Okay, to answer your first question, there are generally two things that might cause a high price: a generator offers in a high-priced tranche of megawatts that gets cleared and/or there is a transmission constraint.
In the specific example you cite, if we zero in on 21 Feb 2019, we can see that the average price across all nodes in the Central North Island (CNI) is $7,021.49/MWh in trading period 39. If you change the region type filter to Nodes (Central North Island) and then apply some thoughtful trial and error to the series filter, you can quickly figure out that the high average price is caused by a price of $500,000/MWh at ROT1101.

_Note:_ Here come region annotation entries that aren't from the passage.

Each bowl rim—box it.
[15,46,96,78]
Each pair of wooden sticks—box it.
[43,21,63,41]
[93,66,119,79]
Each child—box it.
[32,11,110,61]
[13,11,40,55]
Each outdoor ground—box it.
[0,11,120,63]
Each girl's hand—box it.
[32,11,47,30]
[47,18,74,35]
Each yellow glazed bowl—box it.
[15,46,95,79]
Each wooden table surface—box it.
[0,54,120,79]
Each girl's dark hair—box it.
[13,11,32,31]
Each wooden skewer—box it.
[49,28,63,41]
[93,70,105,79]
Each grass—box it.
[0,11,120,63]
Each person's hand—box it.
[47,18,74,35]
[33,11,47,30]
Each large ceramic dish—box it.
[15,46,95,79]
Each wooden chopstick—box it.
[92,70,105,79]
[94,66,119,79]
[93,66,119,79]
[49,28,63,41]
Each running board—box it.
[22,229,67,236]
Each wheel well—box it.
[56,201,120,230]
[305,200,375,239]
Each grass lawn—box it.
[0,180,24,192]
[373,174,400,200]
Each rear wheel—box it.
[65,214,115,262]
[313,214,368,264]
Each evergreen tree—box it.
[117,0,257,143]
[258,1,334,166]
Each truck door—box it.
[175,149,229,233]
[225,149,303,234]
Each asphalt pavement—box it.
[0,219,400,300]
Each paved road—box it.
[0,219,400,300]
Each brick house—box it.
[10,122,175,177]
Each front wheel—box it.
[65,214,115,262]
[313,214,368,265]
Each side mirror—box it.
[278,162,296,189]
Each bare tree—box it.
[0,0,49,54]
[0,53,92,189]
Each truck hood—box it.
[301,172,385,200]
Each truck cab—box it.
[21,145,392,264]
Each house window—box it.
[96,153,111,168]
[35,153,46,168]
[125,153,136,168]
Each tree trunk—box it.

A price of $500k is an infeasibility in the pricing model so that tells me the price you are looking at is not a final price; it is a provisional price. But prices should've been finalised for 21 Feb by now, and indeed when I check our database I find that they have been finalised. What you've 'discovered' is that we've slipped up and failed to load the final prices into the database that drives this EMI report. We will rectify that now or first thing on Monday morning. We've experienced several issues of late with high loads on our data warehouse as we migrate from some legacy processes to new and improved processes. This causes jobs to fail from time to time and in this case we seem not to have picked that up.
The final price at ROT1101 on 21 Feb in trading period 39 is actually $267.24, and that is what EMI will tell you very soon.
Finally, I don't know what you mean when you ask "why one report showed the spike at $2,204.50 /MWh, while another report shows it as $6,917 /MWh".